Because blood cell proportions could be accurately predicted with just a dozen of DNAm probes, we next investigate the relevance of the stability- selected probes to cell biology. We find several, methylome-wide significant DNAm probes that are found close to, or within, genes with well-known functions in immune cell differentiation (Table 5). For instance, DNAm levels within *CD4*, *CD8A* and *CD8B* genes are associated with the CD4:CD8 ratio (*P*=3.9×10^{-11}), the proportion of CD8a^{+} NK cells (*P*=4.6×10^{-17}) and the proportion of CD8b^{+} T cells (*P*=1.6×10^{-9}), respectively. The proportion of neutrophils are associated with DNAm levels in the *PDE4B* gene body (*P*=1.8×10^{-8}), which plays a key role in neutrophil function (24). Similarly, the proportion of MAIT cells are associated with DNAm levels in the 5’UTR of *IL21R* (*P*=8.3×10^{-21}), which is known to regulate MAIT cell numbers (25). Several cell sub-types, including leukocytes, lymphocytes, monocytes and ILC, are associated with DNAm sites within *AHRR*, *F2RL3* and *GATA3* genes, which are known to be strongly affected by cigarette consumption (26–28). We consistently showed recently that circulating levels of these different blood cell subsets are significantly impacted by smoking status (14). Finally, a number of the selected DNAm probes have previously been associated with disease (Table 5). For instance, DNAm within the *ACSF3* gene is associated with the proportion of naive B cells (*P*=4.1×10^{-9}) and has been shown to be differentially methylated in B cells of patients with rheumatoid arthritis (29), suggesting that B cell subtype fractions are altered in these patients. Together, these findings support stability selection as a robust tool to select relevant associated variables, and illustrate the biological relevance of DNAm probes selected as predictors of immune cell proportions.

### Prediction of other factors

Among the other quantitative factors assessed in the Milieu Intérieur cohort, prediction by the elastic net method is the most accurate for age (Table 1). Using 701 predictors (95% CI: [673, 749]), we estimate age with an MAE of 1.67 years (95% CI: [1.5, 1.88]), confirming that it can be estimated from DNAm with high accuracy (18, 23). From Table 1 it appears that our elastic net models are also able to estimate red blood cell counts, height and weight with high accuracy. However, a comparison with the model that only uses age and sex reveals that the predictive power of methylation levels for these two traits probably mostly stem from their ability to predict age and sex.
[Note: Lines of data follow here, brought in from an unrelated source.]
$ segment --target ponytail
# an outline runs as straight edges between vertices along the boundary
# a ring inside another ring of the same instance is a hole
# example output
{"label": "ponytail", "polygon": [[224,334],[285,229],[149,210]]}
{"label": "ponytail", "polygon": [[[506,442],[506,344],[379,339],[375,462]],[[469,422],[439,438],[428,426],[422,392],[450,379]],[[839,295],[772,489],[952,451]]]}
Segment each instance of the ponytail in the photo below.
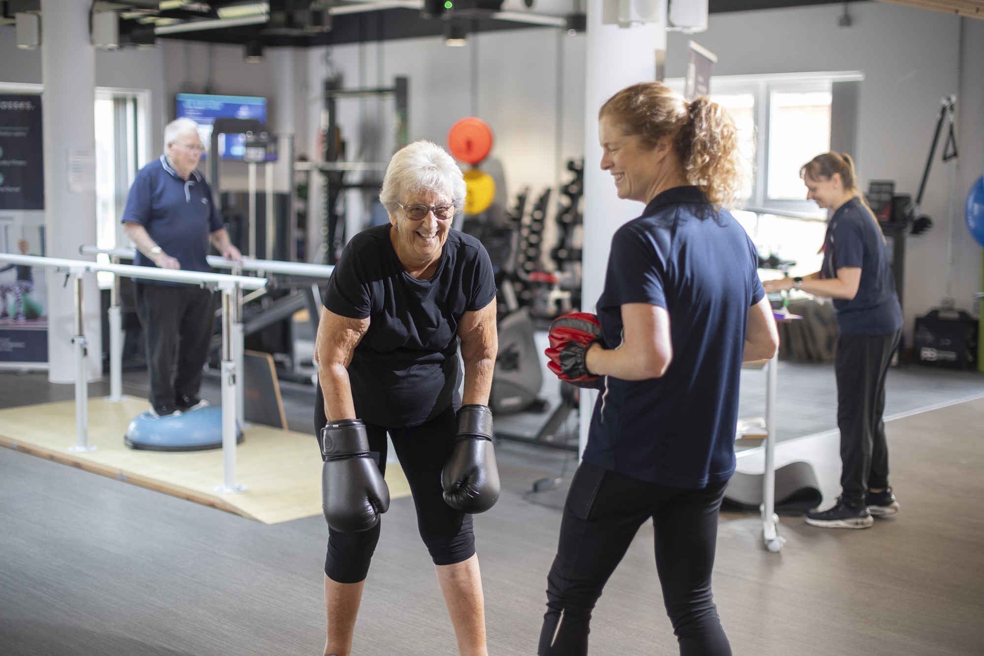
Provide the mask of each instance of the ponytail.
{"label": "ponytail", "polygon": [[885,233],[882,231],[882,224],[878,222],[875,212],[868,206],[868,201],[857,185],[857,172],[854,169],[854,160],[849,154],[846,152],[822,152],[800,166],[801,178],[810,176],[814,180],[830,180],[834,173],[840,176],[840,182],[843,184],[844,189],[850,192],[858,200],[858,203],[868,210],[871,220],[875,221],[875,225],[878,226],[878,231],[882,233],[882,239],[884,240]]}
{"label": "ponytail", "polygon": [[688,103],[661,82],[640,83],[601,105],[598,118],[604,116],[611,116],[625,134],[638,135],[650,149],[669,137],[688,182],[715,207],[734,207],[744,176],[738,129],[731,115],[709,97]]}
{"label": "ponytail", "polygon": [[738,128],[731,115],[707,95],[691,102],[687,114],[687,123],[674,140],[687,178],[715,206],[733,208],[744,175]]}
We next evaluate the accuracy of elastic net models to predict, based on DNAm data, smoking status and the serostatus for 13 common infections, including infections by *Toxoplasma gondii*, *Helicobacter pylori*, cytomegalovirus (CMV), Epstein-Barr virus (EBV), hepatitis B virus (HBV), Herpes Simplex virus (HSV), Varicella Zoster virus (VZV), mumps virus and measles virus (22). Binary traits for which the prediction of the most prevalent condition outperforms the naive prediction are shown in Table 2. We obtain good prediction results for smoking consumption and CMV serostatus, which is natural considering that both factors have been shown to broadly affect immune cell variation (14). The out-of-sample classifications for both of these traits are correct almost 90% of the time. The estimated regularization paths for the different binary traits are shown in Figure 3. which indicate that near optimal prediction can be achieved with less than 50 DNAm probes. The optimal classification rate for CMV serostatus is *CR*=87% (95% CI: [81%, 94%]) using 256 predictors, while for smoking, *CR*=89% (CI: [82%, 94%]) using 193 predictors.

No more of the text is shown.